An excerpt from a letter published in the Financial Times:
Translation is one of the many positive revolutions brought about by artificial intelligence, but, surprisingly it has gone largely unnoticed. While machine translation has made constant but slow progress since the first Georgetown-IBM experiment in 1954 the shift by Google by 2016 from structural rule-based systems relying on grammatical structures to statistical models and neural machine translation was a major breakthrough. Automated translation now takes into account the context to solve the ambiguity of some words or phrases, and to grasp the tone as well as the style in order to find the right vocabulary and the most suited idiomatic forms. Being trained on vast datasets, it is also very unlikely that it will get stuck on a rare or technical expression that a human translator will in turn struggle to find in a paperback dictionary. How AI is overcoming Europe's language barriers, Philippe Huberdeau, 'Financial Times', 30 April 2025
To me, this has application in the world of policy. Our current policymaking system relies on being able to trace the causes of our social problems, to do so continously, and then to try to deal with them. This identification-based model works well when cause and effect can be reliably identified, and don't change much over time, nor differ much over space.

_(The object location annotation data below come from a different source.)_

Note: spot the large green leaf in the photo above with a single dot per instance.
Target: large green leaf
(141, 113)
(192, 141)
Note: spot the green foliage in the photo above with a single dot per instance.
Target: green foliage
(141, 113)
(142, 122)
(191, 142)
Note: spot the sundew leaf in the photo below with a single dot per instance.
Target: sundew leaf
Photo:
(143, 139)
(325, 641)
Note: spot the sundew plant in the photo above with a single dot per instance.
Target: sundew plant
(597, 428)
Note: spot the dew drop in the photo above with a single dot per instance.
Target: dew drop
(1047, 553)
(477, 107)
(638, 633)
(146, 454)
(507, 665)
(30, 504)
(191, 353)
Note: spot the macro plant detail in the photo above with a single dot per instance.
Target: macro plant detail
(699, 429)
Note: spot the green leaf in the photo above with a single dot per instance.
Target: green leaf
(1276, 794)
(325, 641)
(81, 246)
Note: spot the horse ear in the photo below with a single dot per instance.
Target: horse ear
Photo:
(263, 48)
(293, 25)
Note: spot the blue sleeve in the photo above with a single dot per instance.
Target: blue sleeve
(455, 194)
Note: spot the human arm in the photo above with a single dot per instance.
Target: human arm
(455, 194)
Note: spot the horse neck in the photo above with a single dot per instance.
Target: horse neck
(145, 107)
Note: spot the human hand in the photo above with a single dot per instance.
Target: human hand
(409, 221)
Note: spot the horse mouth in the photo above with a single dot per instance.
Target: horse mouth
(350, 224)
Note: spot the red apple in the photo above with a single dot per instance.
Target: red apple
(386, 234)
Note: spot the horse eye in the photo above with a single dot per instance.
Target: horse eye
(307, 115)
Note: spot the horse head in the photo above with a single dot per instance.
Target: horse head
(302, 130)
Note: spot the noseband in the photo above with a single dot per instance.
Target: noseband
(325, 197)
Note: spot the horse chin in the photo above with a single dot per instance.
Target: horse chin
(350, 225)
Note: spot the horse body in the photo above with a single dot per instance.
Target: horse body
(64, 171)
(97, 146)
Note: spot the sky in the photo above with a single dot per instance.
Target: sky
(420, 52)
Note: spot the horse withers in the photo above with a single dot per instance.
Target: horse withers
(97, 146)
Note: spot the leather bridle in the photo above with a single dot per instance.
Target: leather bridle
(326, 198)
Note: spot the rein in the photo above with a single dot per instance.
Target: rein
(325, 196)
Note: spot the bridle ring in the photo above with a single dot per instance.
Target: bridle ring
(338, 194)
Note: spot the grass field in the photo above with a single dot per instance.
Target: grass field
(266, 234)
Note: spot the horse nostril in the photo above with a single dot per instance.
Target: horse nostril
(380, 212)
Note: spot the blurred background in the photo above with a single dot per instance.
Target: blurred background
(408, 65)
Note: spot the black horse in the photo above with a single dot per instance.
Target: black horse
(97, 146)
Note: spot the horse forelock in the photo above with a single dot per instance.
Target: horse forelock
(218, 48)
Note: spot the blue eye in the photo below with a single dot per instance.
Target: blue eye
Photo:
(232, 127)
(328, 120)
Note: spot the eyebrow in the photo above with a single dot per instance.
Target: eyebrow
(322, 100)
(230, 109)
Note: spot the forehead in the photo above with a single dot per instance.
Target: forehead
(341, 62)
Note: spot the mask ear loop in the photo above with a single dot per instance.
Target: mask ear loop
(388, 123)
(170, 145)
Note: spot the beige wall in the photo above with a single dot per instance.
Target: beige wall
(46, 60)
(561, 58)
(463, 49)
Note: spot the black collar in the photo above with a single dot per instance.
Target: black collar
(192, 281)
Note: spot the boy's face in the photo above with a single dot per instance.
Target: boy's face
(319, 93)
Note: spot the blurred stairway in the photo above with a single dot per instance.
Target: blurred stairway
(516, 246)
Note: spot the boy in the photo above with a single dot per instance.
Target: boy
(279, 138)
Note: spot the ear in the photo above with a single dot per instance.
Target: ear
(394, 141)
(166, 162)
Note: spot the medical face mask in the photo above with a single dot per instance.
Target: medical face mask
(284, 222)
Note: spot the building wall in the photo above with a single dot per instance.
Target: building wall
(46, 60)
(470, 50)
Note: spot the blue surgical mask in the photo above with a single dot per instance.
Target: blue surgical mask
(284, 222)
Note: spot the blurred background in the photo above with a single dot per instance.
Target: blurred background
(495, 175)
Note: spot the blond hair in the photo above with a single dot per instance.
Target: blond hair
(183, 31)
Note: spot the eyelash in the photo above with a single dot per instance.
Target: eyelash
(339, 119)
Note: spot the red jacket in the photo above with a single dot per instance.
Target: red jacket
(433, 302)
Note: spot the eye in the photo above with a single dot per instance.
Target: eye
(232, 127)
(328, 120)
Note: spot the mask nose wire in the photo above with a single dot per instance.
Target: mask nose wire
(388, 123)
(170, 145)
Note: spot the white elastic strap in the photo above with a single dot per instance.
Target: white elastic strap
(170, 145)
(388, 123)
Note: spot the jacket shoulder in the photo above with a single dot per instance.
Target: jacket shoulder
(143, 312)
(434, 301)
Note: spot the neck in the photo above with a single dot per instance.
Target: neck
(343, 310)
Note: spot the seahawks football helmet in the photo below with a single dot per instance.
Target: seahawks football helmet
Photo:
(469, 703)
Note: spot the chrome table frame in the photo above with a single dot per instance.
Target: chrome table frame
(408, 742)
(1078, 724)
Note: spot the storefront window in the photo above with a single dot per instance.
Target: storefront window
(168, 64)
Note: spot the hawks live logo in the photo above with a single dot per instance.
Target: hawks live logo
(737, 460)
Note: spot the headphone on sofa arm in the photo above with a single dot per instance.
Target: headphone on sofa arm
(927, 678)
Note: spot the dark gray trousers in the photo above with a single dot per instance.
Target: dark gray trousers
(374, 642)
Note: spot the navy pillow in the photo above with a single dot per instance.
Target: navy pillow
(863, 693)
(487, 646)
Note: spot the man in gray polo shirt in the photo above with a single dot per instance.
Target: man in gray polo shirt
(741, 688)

In today's complex societies, it isn't good enough. There are too many variables; and feedback loops mean that implementation of policies changes how people and systems respond. The current model cannot address such complexities, so we get fossilised policies that also tend to be one-size-fits-all.
I don't propose that we try to use AI techniques to solve policymaking goals such as reducing crime, improving health or, at the global level, eliminating war. Trying to condense all of human history into the context according to which effective policies could be made is impossible. Reducing the human experience into terms that machines can understand can't be done. Partly because it's too great, partly because it's too subjective and partly because it keeps expanding.
But what we can learn from the application of AI to language translation is that we don't need to fully understand everything about how a language works - its grammar - to translate it effectively. And this is where the Social Policy Bond concept, with its focus on outcomes, enters the picture. Investors in the bonds don't necessarily need to identify and deal with any supposed 'root causes' of crime, war or any of our other social or environmental pathologies in order to address them effectively. Trying to do so would be a Herculean task and so can readily be invoked as an excuse to do nothing. What we can do, and what a Social Policy Bond regime would do, is give incentives to investors to look for the best ways of solving our problems on a continuous bases. That might, in some cases, mean looking for root causes. But it might simply mean researching, trialling and refining many diverse potential solutions and adopting those that are most promising - constantly. Achieving our social goals requires diverse, adaptive approaches. The current policymaking system delivers neither.